What else could he say? He wasn’t going to start a row when in a few days time the regiment was being sent overseas. Not that Eddie would tell her that, not when there was a real possibility he may never see her again.

So the three of them slept in a small three bedded room, with a primitive toilet consisting of a bucket and a tap on the lower landing and listened to the young wife sobbing herself to sleep under her woollen blanket.

“Well at least it was clean,” said Irene, as they stepped out into the morning sunshine on the way to find the missing husband. They had dressed hurriedly once the sun had come up and once Doreen had been reunited with her husband they intended to go to the The Lyons Corner House for their breakfast.

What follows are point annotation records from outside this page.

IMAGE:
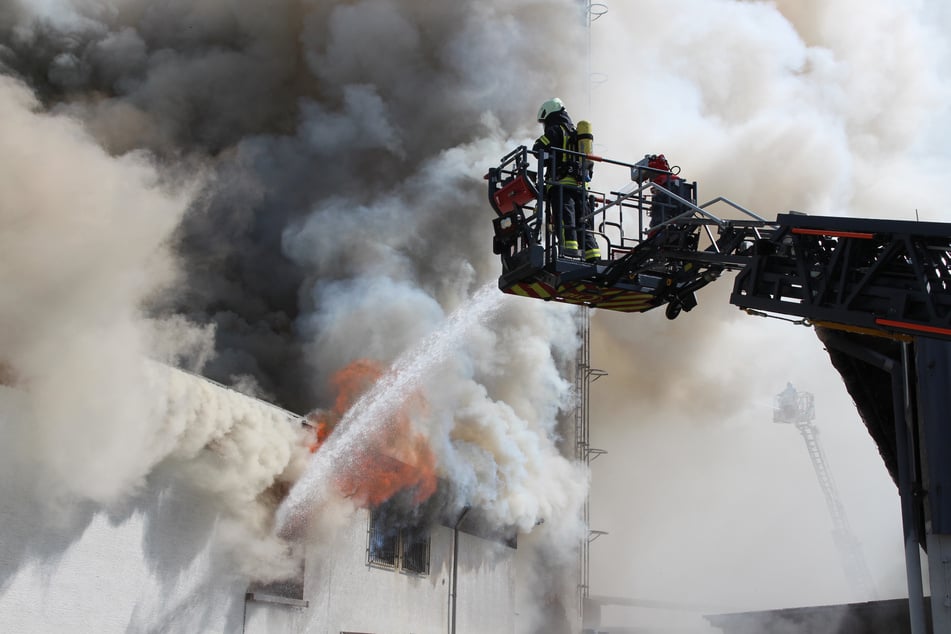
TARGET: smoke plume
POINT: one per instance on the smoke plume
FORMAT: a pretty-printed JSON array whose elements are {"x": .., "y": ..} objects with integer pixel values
[
  {"x": 830, "y": 108},
  {"x": 266, "y": 192}
]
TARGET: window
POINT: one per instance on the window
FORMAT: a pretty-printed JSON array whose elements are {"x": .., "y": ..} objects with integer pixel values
[
  {"x": 403, "y": 548},
  {"x": 415, "y": 550}
]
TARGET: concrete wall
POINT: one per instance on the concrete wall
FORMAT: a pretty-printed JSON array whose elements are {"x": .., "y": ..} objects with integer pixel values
[
  {"x": 159, "y": 572},
  {"x": 348, "y": 595}
]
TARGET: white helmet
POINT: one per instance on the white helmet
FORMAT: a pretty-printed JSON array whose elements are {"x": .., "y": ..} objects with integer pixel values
[{"x": 552, "y": 105}]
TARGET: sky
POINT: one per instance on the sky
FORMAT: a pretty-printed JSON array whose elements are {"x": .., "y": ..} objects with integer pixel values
[{"x": 254, "y": 192}]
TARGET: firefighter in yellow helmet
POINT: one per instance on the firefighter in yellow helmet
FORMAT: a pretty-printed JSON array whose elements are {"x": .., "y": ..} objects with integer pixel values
[{"x": 565, "y": 194}]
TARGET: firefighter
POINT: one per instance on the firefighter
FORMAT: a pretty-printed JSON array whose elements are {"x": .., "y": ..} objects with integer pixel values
[{"x": 565, "y": 193}]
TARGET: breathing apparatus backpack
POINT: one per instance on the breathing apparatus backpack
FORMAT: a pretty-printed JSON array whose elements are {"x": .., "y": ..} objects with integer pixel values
[{"x": 577, "y": 139}]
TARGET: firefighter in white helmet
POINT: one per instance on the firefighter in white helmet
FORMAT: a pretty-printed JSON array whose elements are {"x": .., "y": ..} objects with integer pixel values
[{"x": 565, "y": 193}]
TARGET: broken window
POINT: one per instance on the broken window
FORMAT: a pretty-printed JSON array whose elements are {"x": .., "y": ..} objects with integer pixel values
[{"x": 399, "y": 547}]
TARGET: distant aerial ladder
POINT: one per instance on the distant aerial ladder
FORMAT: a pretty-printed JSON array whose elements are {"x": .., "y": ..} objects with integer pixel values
[{"x": 798, "y": 408}]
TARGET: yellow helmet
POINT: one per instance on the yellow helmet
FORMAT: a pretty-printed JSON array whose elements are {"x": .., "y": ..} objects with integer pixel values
[{"x": 552, "y": 105}]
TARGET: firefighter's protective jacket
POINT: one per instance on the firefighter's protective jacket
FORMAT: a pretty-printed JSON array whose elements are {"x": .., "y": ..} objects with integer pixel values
[{"x": 558, "y": 134}]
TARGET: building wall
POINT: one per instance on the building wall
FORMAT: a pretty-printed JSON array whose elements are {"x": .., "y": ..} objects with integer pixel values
[
  {"x": 346, "y": 594},
  {"x": 161, "y": 573}
]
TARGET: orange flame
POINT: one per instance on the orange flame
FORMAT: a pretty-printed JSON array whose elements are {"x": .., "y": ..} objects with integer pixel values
[{"x": 394, "y": 458}]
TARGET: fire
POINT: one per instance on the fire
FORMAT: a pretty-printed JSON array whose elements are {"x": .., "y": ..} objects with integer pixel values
[{"x": 394, "y": 458}]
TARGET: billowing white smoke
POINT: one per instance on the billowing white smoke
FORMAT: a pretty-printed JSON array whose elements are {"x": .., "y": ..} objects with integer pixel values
[
  {"x": 266, "y": 191},
  {"x": 830, "y": 108}
]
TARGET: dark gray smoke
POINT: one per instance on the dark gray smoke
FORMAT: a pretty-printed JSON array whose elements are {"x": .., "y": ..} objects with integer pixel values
[{"x": 265, "y": 192}]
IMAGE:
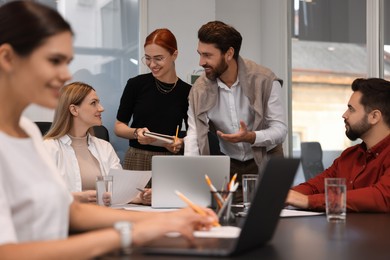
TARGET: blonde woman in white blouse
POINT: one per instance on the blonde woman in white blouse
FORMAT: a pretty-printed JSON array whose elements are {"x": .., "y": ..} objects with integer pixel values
[
  {"x": 78, "y": 154},
  {"x": 37, "y": 210}
]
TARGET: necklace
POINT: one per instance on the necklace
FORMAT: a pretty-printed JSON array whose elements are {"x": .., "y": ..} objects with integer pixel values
[{"x": 165, "y": 88}]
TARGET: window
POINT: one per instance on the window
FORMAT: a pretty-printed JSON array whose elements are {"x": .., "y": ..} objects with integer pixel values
[{"x": 328, "y": 53}]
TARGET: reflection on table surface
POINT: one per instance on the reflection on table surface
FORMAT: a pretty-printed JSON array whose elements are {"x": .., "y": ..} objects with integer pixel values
[{"x": 363, "y": 236}]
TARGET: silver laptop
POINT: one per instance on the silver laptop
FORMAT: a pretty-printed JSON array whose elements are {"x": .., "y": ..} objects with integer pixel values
[
  {"x": 187, "y": 175},
  {"x": 258, "y": 226}
]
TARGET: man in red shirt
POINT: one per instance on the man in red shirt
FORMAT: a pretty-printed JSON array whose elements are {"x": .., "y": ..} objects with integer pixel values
[{"x": 366, "y": 166}]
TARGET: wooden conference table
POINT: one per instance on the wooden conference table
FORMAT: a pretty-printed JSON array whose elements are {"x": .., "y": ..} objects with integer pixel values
[{"x": 363, "y": 236}]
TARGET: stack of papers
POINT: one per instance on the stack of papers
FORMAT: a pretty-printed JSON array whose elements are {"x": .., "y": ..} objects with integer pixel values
[
  {"x": 161, "y": 139},
  {"x": 125, "y": 184}
]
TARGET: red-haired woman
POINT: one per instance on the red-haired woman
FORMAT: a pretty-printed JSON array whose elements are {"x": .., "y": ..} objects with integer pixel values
[{"x": 155, "y": 102}]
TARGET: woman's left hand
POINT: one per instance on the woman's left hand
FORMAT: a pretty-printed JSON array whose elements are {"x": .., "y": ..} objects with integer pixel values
[{"x": 176, "y": 146}]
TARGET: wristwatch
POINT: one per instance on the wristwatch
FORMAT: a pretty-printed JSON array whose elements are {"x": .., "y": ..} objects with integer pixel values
[
  {"x": 135, "y": 133},
  {"x": 124, "y": 230}
]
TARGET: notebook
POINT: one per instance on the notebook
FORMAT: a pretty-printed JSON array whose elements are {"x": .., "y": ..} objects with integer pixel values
[
  {"x": 187, "y": 175},
  {"x": 259, "y": 225}
]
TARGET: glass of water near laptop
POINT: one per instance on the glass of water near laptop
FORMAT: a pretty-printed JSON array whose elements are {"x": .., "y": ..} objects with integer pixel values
[
  {"x": 336, "y": 200},
  {"x": 249, "y": 182},
  {"x": 104, "y": 185}
]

He was there this time, had actually seen Doreen walk out with the Dockerty’s the night before, but hadn’t dared show himself, as he too had left the camp without a pass and was afraid with all the Military police around to come out of his hiding place and meet with his wife.

Irene stole an admiring look at Eddie when she heard his words. Rather than leave his wife in apprehension, Eddie had risked a court marshal to be with her.

After they had left the couple, they set off for the popular eating place, which opened early to cater for the many people from all walks of life who appreciated good food at a reasonable price. Irene having to manage on rations marvelled that it was possible to get a meal at all and was impressed with the service of the scurrying waitresses. Later they wandered around the shops together and Irene found a pair of gloves in Gallerie Lafayette for her souvenir of London.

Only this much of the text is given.